Hyperparameter sweeps can be conducted using the provided yaml files (in the sweeps directory) via wandb. Hyperparameter sweeps are grid sweeps, which means that a complete training run will be executed for every hyperparameter configuration defined in the sweep file. Each run of the sweep will call train.py with a different set of hyperparameters, once for every possible configuration defined in the sweep file.

To initiate a sweep:

  • Set the environment variable WANDB_API_KEY (this may be set for you by weights & biases, or you may be probmped to set it). Then, initiate the sweep by running e.g.:

    wandb sweep sweeps/adult/xgboost.yaml

  • Follow the instructions that appear after the prompt to start one or more "agents" to do the sweeping in a separate shell. For scripts we used to launch several agents at once, please reach out to the repo authors.

Note: you may encounter performance issues in the Weights & Biases interface when running the full hyperparameter sweeps in this repo. See note below.

Questions and Issues

If you encounter a problem with the code or have a question, we will do our best to promptly address it. Please file an issue in Github.

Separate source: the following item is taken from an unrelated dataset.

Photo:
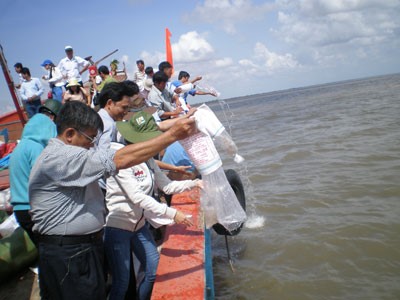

A note on Weights & Biases

This repository use Weights & Biases for experiment tracking and hyperparameter sweeping by default, due to its scalable agent architecture. However, as of publication time, the Weights & Biases backend is not designed to handle hyperparameter sweeps as large as the one tracked in this project. As such, we don't recommend using a single w&b project to store all of your sweeps, if you decide to run the complete set of sweeps to replicate the paper (around 341k runs). Running only a subset of those sweeps within a single project is fine in our experience (under ~10k runs).

We thus advise sending each sweep to a separate wandb project. Even then, you will likely experience poor performance when fetching results from the wandb server due to the size and number of the sweeps in the project -- sorry, we have no suggestions to improve this performance, as this is a limitation of Weights and Biases as of the time of publication.